As you keep drinking the wine, the flavours become less and less complex, so you start to like the wine less than before.
This is the theory. Does it work in real life?
Breakfast Thieves – Mr Kok Kok Kai
With this in mind, I was determined to try a new dish at one of my favourite cafes in my neighbourhood – Breakfast Thieves. The perceived quality of this dish was high, because I had overheard someone saying how good it was last week.
Looking at the menu, I realised that it is a very complex dish. At least from the point of view of Australian culture. It may be perfectly normal in an Asian country.
The complexity of all the different ingredients seemed foreign and strange to me, when I first read the menu. I couldn’t imagine how all these different flavours and ingredients would work together. Poached egg with oat crusted chicken and rice? That is different!

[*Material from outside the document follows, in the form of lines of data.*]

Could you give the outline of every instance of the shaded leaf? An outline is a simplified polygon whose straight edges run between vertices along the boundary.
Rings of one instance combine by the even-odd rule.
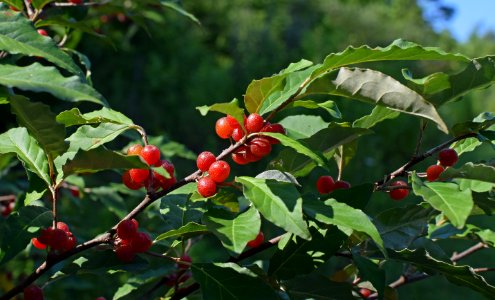
[[[400,115],[398,111],[391,110],[385,106],[375,106],[371,114],[361,117],[352,123],[352,127],[371,128],[376,124],[388,119],[395,119]]]
[[[161,199],[160,214],[165,221],[166,230],[179,229],[189,222],[199,223],[205,202],[193,202],[189,197],[190,194],[179,190],[177,194],[171,193]]]
[[[385,270],[370,259],[354,252],[352,253],[352,260],[359,270],[360,277],[371,282],[378,292],[378,299],[383,299],[385,294]]]
[[[124,125],[134,124],[132,120],[124,114],[107,107],[85,114],[81,114],[77,108],[72,108],[71,110],[66,110],[58,114],[57,122],[64,124],[66,127],[104,122]]]
[[[243,185],[244,196],[268,221],[310,239],[302,214],[302,198],[292,184],[245,176],[236,177],[236,181]]]
[[[323,109],[325,110],[332,118],[340,119],[342,118],[342,114],[340,113],[339,108],[337,107],[337,104],[333,101],[325,101],[322,103],[313,101],[313,100],[297,100],[294,102],[291,102],[289,105],[287,105],[287,108],[294,108],[294,107],[303,107],[303,108],[308,108],[308,109]]]
[[[281,172],[279,170],[267,170],[256,175],[255,178],[273,179],[282,182],[292,183],[293,185],[301,186],[297,179],[292,174]]]
[[[309,138],[330,125],[330,123],[325,122],[320,116],[309,115],[288,116],[278,123],[284,126],[288,137],[296,140]]]
[[[204,234],[207,233],[208,229],[206,228],[205,225],[194,223],[194,222],[189,222],[186,225],[178,228],[178,229],[172,229],[169,230],[165,233],[160,234],[159,236],[156,237],[155,241],[159,242],[164,239],[168,238],[177,238],[177,237],[190,237],[194,235],[199,235],[199,234]]]
[[[173,2],[173,1],[167,1],[167,0],[161,0],[160,3],[165,6],[165,7],[168,7],[176,12],[178,12],[179,14],[189,18],[191,21],[193,21],[194,23],[198,24],[198,25],[201,25],[201,22],[199,22],[199,20],[191,13],[187,12],[185,9],[183,9],[180,5],[178,5],[177,3]]]
[[[209,111],[217,111],[226,115],[231,115],[237,120],[237,122],[239,122],[241,126],[244,126],[244,109],[239,107],[239,101],[237,99],[233,99],[227,103],[215,103],[210,106],[199,106],[196,107],[196,109],[199,110],[203,116],[206,116]]]
[[[294,300],[353,300],[352,285],[347,282],[335,282],[328,277],[312,273],[283,282],[290,299]]]

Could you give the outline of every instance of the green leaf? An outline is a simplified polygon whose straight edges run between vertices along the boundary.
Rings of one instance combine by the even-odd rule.
[[[168,194],[161,199],[160,214],[165,221],[166,230],[179,229],[189,222],[199,223],[205,202],[193,202],[189,198],[190,194],[179,193]]]
[[[290,279],[309,274],[330,259],[347,239],[336,227],[322,233],[312,228],[310,232],[310,241],[293,237],[283,249],[275,252],[270,260],[268,275]]]
[[[402,69],[402,76],[409,81],[408,86],[423,96],[432,95],[450,88],[449,75],[433,73],[425,78],[414,79],[408,69]]]
[[[316,78],[325,72],[342,66],[387,60],[469,61],[467,57],[461,54],[451,54],[440,48],[422,47],[418,44],[398,39],[385,48],[370,48],[366,45],[358,48],[350,46],[342,52],[329,54],[311,77]]]
[[[489,216],[495,214],[495,198],[491,193],[474,193],[474,203]]]
[[[302,198],[289,183],[252,177],[236,177],[244,196],[273,224],[303,239],[310,234],[302,214]]]
[[[249,113],[258,113],[263,101],[271,94],[280,93],[284,87],[284,79],[289,73],[278,74],[253,80],[244,94],[244,106]]]
[[[461,191],[455,183],[423,183],[416,174],[412,175],[412,186],[414,194],[423,197],[433,208],[443,212],[454,226],[464,226],[474,205],[471,190]]]
[[[49,226],[52,219],[51,211],[40,206],[21,207],[10,214],[0,227],[0,265],[26,248],[37,229]]]
[[[5,0],[2,2],[5,2],[9,6],[13,6],[13,7],[17,8],[17,10],[23,10],[24,9],[24,2],[22,0]],[[19,14],[20,15],[20,13],[15,13],[13,11],[10,11],[10,12],[12,14]]]
[[[23,96],[13,95],[9,100],[19,125],[27,128],[51,159],[65,152],[65,127],[55,121],[55,114],[50,106],[31,102]]]
[[[33,0],[33,6],[34,8],[40,9],[45,7],[48,3],[55,2],[56,0]]]
[[[15,153],[24,167],[50,185],[46,153],[24,127],[12,128],[0,134],[0,153]]]
[[[437,110],[420,94],[379,71],[360,68],[340,68],[313,81],[305,95],[330,94],[423,117],[437,123],[448,133],[447,125]]]
[[[184,17],[187,17],[189,18],[191,21],[193,21],[194,23],[198,24],[198,25],[201,25],[201,22],[199,22],[199,20],[191,13],[187,12],[186,10],[184,10],[180,5],[178,5],[177,3],[175,2],[172,2],[170,0],[161,0],[160,1],[161,5],[165,6],[165,7],[168,7],[176,12],[178,12],[179,14],[183,15]]]
[[[96,127],[83,125],[74,132],[67,141],[70,142],[69,151],[91,150],[113,141],[124,131],[132,129],[126,124],[101,123]]]
[[[107,105],[102,95],[78,77],[63,77],[55,67],[39,63],[25,67],[0,65],[0,84],[23,91],[47,92],[69,102],[89,101]]]
[[[374,223],[388,249],[408,248],[427,228],[435,210],[421,205],[411,205],[385,210],[374,219]]]
[[[293,140],[281,133],[261,132],[261,134],[279,140],[282,145],[294,149],[297,153],[311,158],[316,165],[328,169],[325,157],[323,157],[323,155],[319,153],[314,152],[310,147],[304,145],[304,141]]]
[[[288,116],[278,123],[284,126],[288,137],[296,140],[309,138],[330,125],[330,123],[325,122],[320,116],[308,115]]]
[[[335,282],[319,273],[297,277],[283,282],[284,290],[293,300],[354,300],[352,285]]]
[[[224,209],[210,208],[203,215],[203,223],[220,239],[225,248],[239,254],[258,235],[261,218],[254,207],[238,215]]]
[[[463,178],[495,184],[495,167],[486,164],[468,162],[460,168],[447,168],[440,179]]]
[[[81,79],[84,73],[55,41],[36,32],[33,23],[22,14],[0,11],[0,50],[11,54],[43,57]]]
[[[480,132],[489,129],[493,124],[495,124],[495,114],[484,112],[474,118],[473,121],[455,124],[452,127],[452,133],[455,136],[460,136],[466,133]]]
[[[308,109],[323,109],[332,118],[336,118],[336,119],[342,118],[342,114],[340,113],[337,104],[335,104],[335,102],[330,100],[322,103],[313,100],[297,100],[287,105],[287,108],[297,108],[297,107],[308,108]]]
[[[267,170],[256,175],[255,178],[261,179],[273,179],[282,182],[292,183],[296,186],[301,186],[297,181],[296,177],[292,176],[292,174],[287,172],[281,172],[279,170]]]
[[[81,112],[77,108],[66,110],[58,114],[57,122],[64,124],[66,127],[105,122],[134,125],[132,120],[126,117],[124,114],[107,107],[103,107],[100,110],[95,110],[85,114],[81,114]]]
[[[181,236],[187,238],[190,236],[205,234],[205,233],[208,233],[208,229],[206,228],[205,225],[189,222],[178,229],[172,229],[165,233],[160,234],[159,236],[156,237],[155,241],[159,242],[161,240],[168,239],[171,237],[178,238]]]
[[[385,253],[383,240],[369,217],[359,209],[352,208],[334,199],[322,202],[313,197],[306,197],[303,206],[304,213],[318,222],[350,228],[364,232],[370,236],[380,250]]]
[[[279,299],[255,273],[234,263],[194,263],[191,270],[193,278],[201,286],[204,300]]]
[[[481,144],[482,143],[477,138],[467,138],[452,144],[452,149],[454,149],[458,155],[461,155],[473,151]]]
[[[360,277],[371,282],[378,292],[378,299],[383,299],[385,294],[385,270],[370,259],[355,252],[352,253],[352,260],[359,270]]]
[[[376,124],[388,119],[395,119],[400,115],[398,111],[391,110],[385,106],[375,106],[371,114],[361,117],[352,123],[352,127],[371,128]]]
[[[424,249],[391,251],[389,256],[396,260],[412,263],[430,275],[441,274],[450,282],[471,288],[489,299],[495,297],[495,287],[488,284],[482,276],[476,274],[469,266],[455,266],[437,260],[425,252]]]
[[[127,189],[127,187],[125,188]],[[113,212],[119,219],[123,219],[129,213],[127,199],[124,199],[116,191],[114,185],[91,187],[91,193],[88,193],[88,197],[93,201],[101,202],[103,207]]]
[[[373,189],[373,184],[364,183],[348,189],[337,189],[328,195],[320,195],[320,199],[332,198],[350,207],[364,210],[373,195]]]
[[[337,147],[351,143],[370,132],[367,129],[332,123],[328,128],[320,130],[312,137],[300,140],[300,142],[314,151],[322,152],[328,159],[333,156]],[[306,176],[315,166],[313,160],[309,160],[306,155],[299,154],[293,149],[283,150],[270,163],[270,167],[289,172],[296,177]]]
[[[217,111],[234,117],[241,126],[244,126],[244,109],[239,107],[239,100],[233,99],[227,103],[216,103],[211,106],[198,106],[197,110],[202,116],[206,116],[209,111]]]

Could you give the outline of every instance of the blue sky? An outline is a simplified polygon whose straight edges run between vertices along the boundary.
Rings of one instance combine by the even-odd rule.
[[[425,1],[426,2],[426,1]],[[455,9],[449,21],[437,22],[437,30],[448,29],[459,41],[466,41],[473,30],[495,32],[495,0],[443,0]]]

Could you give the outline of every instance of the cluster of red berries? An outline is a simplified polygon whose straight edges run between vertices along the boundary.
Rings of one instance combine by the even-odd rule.
[[[122,182],[129,189],[138,190],[142,187],[146,187],[146,189],[152,189],[154,191],[159,188],[166,190],[176,183],[174,165],[166,159],[160,159],[161,154],[158,147],[154,145],[146,145],[143,147],[139,144],[135,144],[129,147],[127,155],[139,155],[149,166],[161,167],[170,175],[170,178],[165,178],[150,169],[130,169],[122,175]]]
[[[454,149],[443,149],[438,153],[438,163],[437,165],[431,165],[426,169],[426,178],[428,181],[435,181],[440,177],[440,174],[445,171],[445,168],[453,166],[459,156]]]
[[[117,239],[115,239],[115,254],[124,261],[130,262],[136,253],[148,251],[153,242],[145,232],[138,231],[139,223],[135,219],[127,219],[117,225]]]
[[[177,272],[172,273],[167,276],[167,281],[165,281],[166,286],[177,286],[189,278],[191,278],[191,271],[189,270],[190,264],[192,263],[192,259],[189,255],[184,254],[180,257],[180,261],[177,262]]]
[[[24,300],[43,300],[43,290],[37,285],[29,285],[24,288]]]
[[[198,193],[205,197],[211,197],[217,192],[217,183],[224,182],[230,175],[230,165],[223,160],[217,160],[211,152],[204,151],[196,159],[198,169],[203,173],[203,177],[198,180]]]
[[[265,241],[265,235],[263,234],[262,231],[260,231],[258,235],[254,238],[254,240],[251,240],[247,243],[247,246],[250,248],[256,248],[261,244],[263,244],[264,241]]]
[[[76,237],[70,232],[69,226],[64,222],[57,222],[57,227],[48,227],[41,230],[37,238],[32,238],[31,243],[37,249],[50,249],[65,252],[76,246]]]
[[[348,189],[351,184],[344,180],[334,181],[330,175],[320,176],[316,181],[316,189],[320,194],[329,194],[338,189]]]
[[[15,197],[12,196],[11,199],[0,202],[0,212],[2,216],[8,217],[15,207]]]
[[[239,122],[229,115],[218,119],[215,124],[215,131],[219,137],[223,139],[232,138],[236,142],[240,141],[246,134],[255,132],[285,134],[285,129],[282,125],[270,124],[257,113],[252,113],[247,118],[244,118],[244,128],[246,129],[245,131],[242,129]],[[232,153],[232,160],[239,165],[258,161],[270,154],[272,151],[272,144],[278,143],[279,141],[272,137],[256,136],[250,138],[244,145]]]

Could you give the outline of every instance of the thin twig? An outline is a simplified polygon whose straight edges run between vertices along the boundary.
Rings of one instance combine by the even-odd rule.
[[[452,256],[450,257],[450,260],[455,263],[455,262],[463,259],[464,257],[469,256],[469,255],[473,254],[474,252],[479,251],[481,249],[485,249],[485,248],[488,248],[488,245],[485,243],[479,242],[479,243],[475,244],[474,246],[462,251],[461,253],[454,252],[452,254]]]
[[[421,119],[421,129],[419,130],[418,142],[416,143],[416,149],[414,150],[414,156],[417,156],[419,153],[419,149],[421,148],[421,144],[423,143],[423,136],[425,133],[426,126],[428,126],[428,121]]]

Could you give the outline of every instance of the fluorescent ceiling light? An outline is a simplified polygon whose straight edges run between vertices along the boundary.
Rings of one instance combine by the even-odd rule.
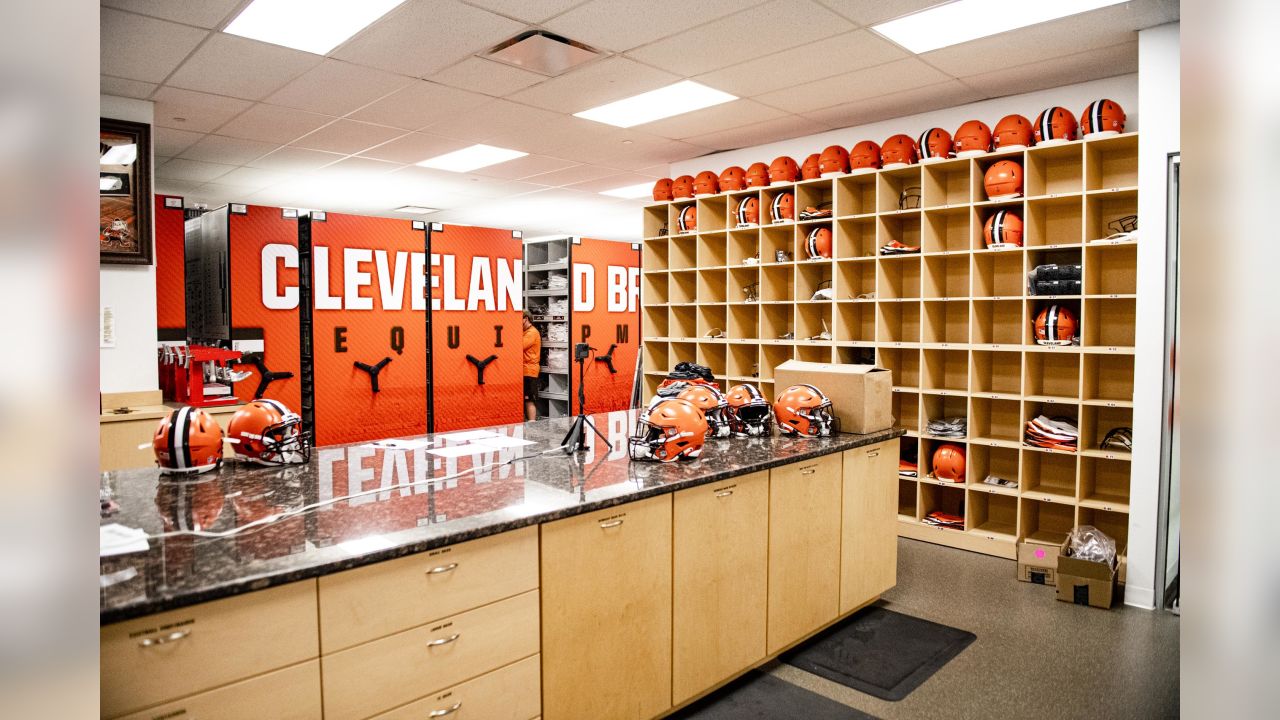
[[[138,159],[138,146],[133,143],[124,145],[112,145],[106,152],[102,153],[102,157],[98,158],[99,165],[132,165],[134,160]]]
[[[100,175],[98,177],[98,190],[101,192],[111,192],[122,188],[124,188],[124,180],[121,180],[116,175]]]
[[[1013,5],[1008,0],[955,0],[872,25],[871,29],[919,54],[1122,2],[1126,0],[1058,0]]]
[[[253,0],[223,32],[324,55],[404,0]]]
[[[508,150],[506,148],[494,147],[492,145],[472,145],[471,147],[454,150],[451,153],[445,153],[429,160],[423,160],[418,163],[421,167],[435,168],[437,170],[448,170],[450,172],[471,172],[482,167],[497,165],[508,160],[524,157],[529,153],[520,152],[519,150]]]
[[[653,192],[653,183],[640,183],[639,185],[628,185],[626,187],[605,190],[601,195],[609,197],[619,197],[627,200],[635,200],[636,198],[649,197]]]
[[[593,107],[573,115],[584,120],[595,120],[620,128],[629,128],[737,99],[736,95],[709,88],[692,80],[682,80],[674,85],[650,90],[647,93],[640,93],[625,100]]]
[[[410,215],[430,215],[433,212],[440,212],[440,208],[429,208],[421,205],[404,205],[396,208],[396,212],[409,213]]]

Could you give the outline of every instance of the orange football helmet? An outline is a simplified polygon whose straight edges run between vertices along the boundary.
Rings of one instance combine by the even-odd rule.
[[[920,148],[920,162],[938,162],[950,158],[951,133],[942,128],[929,128],[920,134],[916,145]]]
[[[832,145],[823,150],[818,156],[818,172],[822,177],[849,172],[849,151],[839,145]]]
[[[991,143],[996,150],[1031,147],[1035,144],[1035,139],[1031,136],[1031,123],[1021,115],[1005,115],[996,123]]]
[[[965,452],[955,443],[944,443],[933,451],[933,476],[954,483],[964,482]]]
[[[1022,247],[1022,218],[1013,210],[997,210],[983,225],[982,239],[990,250]]]
[[[1076,116],[1064,107],[1042,110],[1032,125],[1037,145],[1062,143],[1076,139]]]
[[[831,398],[813,385],[792,385],[778,393],[773,416],[783,435],[825,437],[838,432]]]
[[[287,465],[311,459],[311,438],[302,418],[278,400],[254,400],[227,423],[236,455],[259,465]]]
[[[720,173],[720,190],[733,192],[747,189],[747,171],[737,165],[730,165]]]
[[[751,163],[747,168],[747,187],[769,187],[769,166],[762,162]]]
[[[1037,345],[1070,345],[1079,330],[1076,314],[1064,305],[1044,308],[1032,326]]]
[[[773,433],[773,406],[755,385],[734,385],[724,399],[734,437],[768,437]]]
[[[818,153],[814,153],[805,158],[804,162],[800,165],[801,180],[814,180],[821,174],[822,171],[818,169]]]
[[[1080,134],[1085,137],[1124,132],[1124,108],[1115,100],[1094,100],[1080,113]]]
[[[914,165],[919,159],[920,151],[916,148],[916,141],[909,135],[894,135],[880,146],[880,161],[886,168]]]
[[[769,163],[770,185],[793,183],[798,177],[800,177],[800,166],[796,165],[796,161],[786,155],[776,157],[773,162]]]
[[[831,228],[824,225],[809,231],[804,241],[804,250],[810,260],[831,257]]]
[[[629,438],[632,460],[674,462],[702,454],[707,441],[707,418],[688,400],[659,398],[640,413]]]
[[[863,140],[849,151],[849,172],[865,173],[880,169],[880,146]]]
[[[680,215],[676,218],[676,226],[680,228],[682,233],[695,232],[698,229],[698,206],[685,205],[680,208]]]
[[[956,130],[952,149],[956,151],[956,157],[991,152],[991,128],[981,120],[966,120]]]
[[[760,224],[760,199],[755,195],[748,195],[738,201],[738,207],[733,211],[733,217],[738,222],[738,227],[747,227],[750,225]]]
[[[662,178],[653,184],[653,201],[666,202],[671,199],[671,178]]]
[[[151,450],[163,474],[207,472],[222,464],[222,428],[204,410],[183,405],[160,420]]]
[[[693,179],[694,197],[715,195],[718,192],[720,192],[720,178],[710,170],[703,170]]]
[[[982,177],[982,186],[988,200],[1022,197],[1022,164],[1013,160],[993,163]]]
[[[724,395],[721,394],[719,387],[715,385],[690,385],[681,390],[676,397],[681,400],[688,400],[693,403],[694,407],[702,411],[703,417],[707,419],[707,437],[729,437],[729,417],[726,414],[729,404],[725,402]]]
[[[796,217],[796,197],[789,192],[773,196],[773,204],[769,208],[773,222],[788,222]]]
[[[693,176],[681,175],[672,181],[671,196],[676,200],[693,197]]]

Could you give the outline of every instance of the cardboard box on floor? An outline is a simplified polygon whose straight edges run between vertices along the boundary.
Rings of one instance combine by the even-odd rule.
[[[1058,550],[1058,599],[1076,605],[1109,609],[1116,593],[1116,566],[1067,555],[1067,543]]]
[[[813,385],[831,398],[840,431],[869,433],[893,427],[892,373],[874,365],[788,360],[773,371],[778,392]]]
[[[1058,584],[1058,553],[1062,546],[1024,540],[1018,543],[1018,579],[1036,585]]]

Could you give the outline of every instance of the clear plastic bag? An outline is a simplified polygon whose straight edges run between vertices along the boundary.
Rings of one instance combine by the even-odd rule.
[[[1092,525],[1081,525],[1067,536],[1067,555],[1115,565],[1116,541]]]

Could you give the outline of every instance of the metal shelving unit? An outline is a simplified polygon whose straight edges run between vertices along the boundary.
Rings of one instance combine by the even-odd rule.
[[[524,307],[542,334],[538,416],[569,415],[570,238],[538,238],[524,244]],[[555,285],[556,278],[563,285]]]

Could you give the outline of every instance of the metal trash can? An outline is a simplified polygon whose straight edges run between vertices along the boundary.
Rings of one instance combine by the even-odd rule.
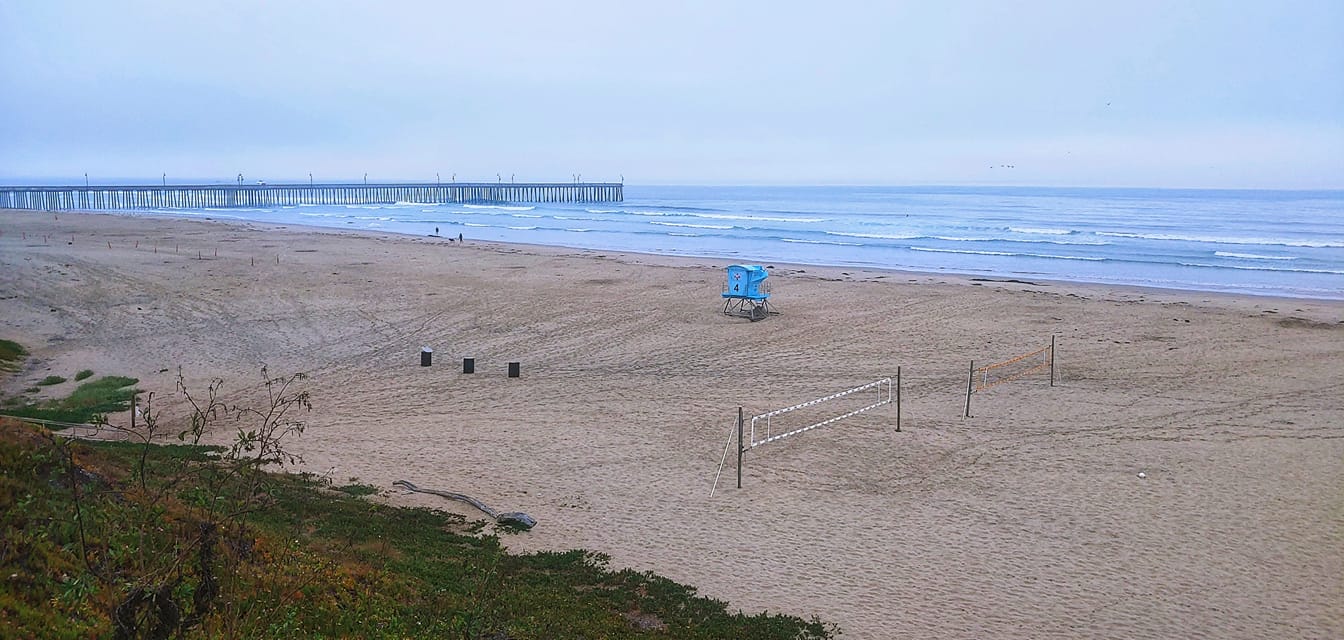
[[[462,373],[476,373],[476,358],[462,358]]]
[[[420,348],[420,366],[428,367],[434,360],[434,350],[429,347]]]
[[[509,363],[509,377],[510,377],[510,378],[517,378],[517,377],[521,374],[521,372],[519,371],[519,368],[520,368],[520,367],[521,367],[521,365],[520,365],[519,363],[517,363],[517,362],[510,362],[510,363]]]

I was in the mood for an adventure today, and made a plan to have lunch at Breakfast Thieves. This is what was served for the Mr Kok Kok Kai lunch.
It was so interesting and fun to eat. It reminded me of one of those Asian rice bowls, with different vegetables and meats, but it is so incredibly creative. There was tempura enoki mushroom, and the seasame oil, confit mushrooms were a taste sensation. The tastiness of the oat crusted chicken was complementary to the rice and the salads presented.
My adventurous lunch at Breakfast Thieves left me feeling utterly satiated, and content. It was a fun experience too. They have a lot of interesting dishes on their menu, and my first experience with one of their most creative dishes makes me want to explore more.
Complexity and liking in a real life situation
To be honest, I am not sure that this lunch at Breakfast Thieves supported the theory that increased complexity, beyond optimal arousal results in less liking. I did consider the dish relatively complex, because of all the different ingredients, and the way they were combined in an unusual way (to me).
However, perhaps due to the fact that each of the individual ingredients was familiar (except perhaps for the tempura enoki), the dish was not very complex. Complexity seems like such a subjective measurement. For some people a Vietnamese Pho would be complex, where for others it would be incredibly familiar.
It raises a good point because what about the people who eat Pho regularly over the course of their whole lives? I think they still enjoy the dish. Although, perhaps not with the same relish as their 50th or 100th try of this dish. It seems exceptionally hard to measure.
Support for a new food choice model
I would agree that repeated exposure to Breakfast Thieve’s Mr Kok Kok Kai would result in further cravings for the dish, based on the specific ingredients and their combinations. In this way, the model of complexity versus liking is a good model to explain repeated exposure to foods and improved liking.